In AF, rapid atrioventricular node conduction during exercise can cause symptoms like dizziness, syncope, fatigue, and reduced performance. Recommendations for sports participation depend on the ventricular rate during AF episodes. If rate control is achieved and no symptoms of hemodynamic impairment are present, the patient may continue with their exercise[16]. The initial NSVT, as it was very short, did not raise significant concerns regarding exercise without evidence of coronary artery disease or a myocardial substrate. The exercise prescription changed after the genetic testing. According to the 2015 Scientific Statement from the American Heart Association, sports (beyond class IA sports) are not recommended for a patient with CPVT and documented exercise-induced PVCs/NSVT[17]. The American Heart Association classification of sports is based on peak static and dynamic components achieved during competition. Class IA sports are low in both static and dynamic demands, placing the least cardiovascular strain on the heart (low cardiac output and blood pressure). Examples of class IA sports include bowling, curling, cricket, golf, yoga, and riflery[18]. According to the 2021 European recommendations, long-term management of CPVT focuses on limiting exercise to moderate intensity (30-60 minutes, 3-7 days a week). While ventricular arrhythmias can occur at moderate HRs, some patients may engage in sports with appropriate treatment and, most importantly, avoidance of sudden bursts of activity.
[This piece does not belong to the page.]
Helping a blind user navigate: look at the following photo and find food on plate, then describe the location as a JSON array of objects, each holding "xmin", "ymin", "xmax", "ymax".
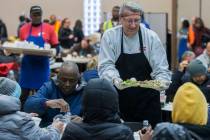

Based on prior exercise testing, individualized maximal HR limits may be specified. [19]
The case underscores the importance of predictive genetic testing for CPVT, even in the absence of symptoms or characteristic clinical findings. The 58-year-old male patient, who initially presented with AF and monomorphic NSVT without evidence of bidirectional ventricular arrhythmias, was later found to harbor a pathogenic RYR2 mutation following his daughter’s cardiac arrest. Supraventricular arrhythmias may be associated with certain RYR2 mutations which involve the central domain. This case highlights the variable penetrance of the genotype, which is rather unusual, as the patient and the proband are at opposite ends of the clinical spectrum in terms of disease severity. Predictive genetic testing led to a shift in his management, with nadolol initiation and tailored exercise prescription.